Desde la ciudad de Tarija, el mandatario Rodrigo Paz comunicó este miércoles que no se contemplará la extensión del estado de excepción, el cual se encuentra vigente desde el 20 de junio y está programado para concluir en septiembre.
Esta medida fue instaurada por la Asamblea Legislativa luego de más de 50 días de bloqueos y protestas en diversas regiones de Bolivia.
Al ser consultado sobre la posibilidad de prorrogar esta medida, Paz respondió de manera contundente, indicando que no hay planes en ese sentido. Además, expresó su preocupación por el impacto negativo que han tenido las movilizaciones en la economía nacional, afirmando que "el bloqueo nos ha generado mucho daño".
Paz también subrayó que hay grupos que se resisten al progreso del país y que es esencial avanzar para permitir que Bolivia crezca. En este contexto, mencionó que su administración se encuentra desarrollando nuevas leyes y una agenda enfocada en el desarrollo económico.

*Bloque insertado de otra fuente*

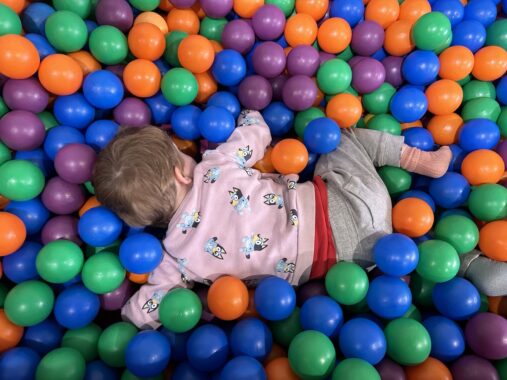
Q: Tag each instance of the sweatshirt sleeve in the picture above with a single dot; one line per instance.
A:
(248, 142)
(142, 308)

La finalización del estado de excepción ocurre en un momento en que distintos sectores, como el de transportistas, maestros y jubilados, advierten sobre la posibilidad de reiniciar sus movilizaciones debido a la falta de atención a sus necesidades, que incluyen el desabastecimiento de combustibles.
El presidente reconoció que persisten diversos retos por resolver y se comprometió a trabajar intensamente durante su gestión de cinco años para llevar a cabo una transformación significativa en el país. "Le vamos a meter a fondo estos 5 años para transformar la patria y que dé una mejor patria para todos los bolivianos y bolivianas a futuro", concluyó.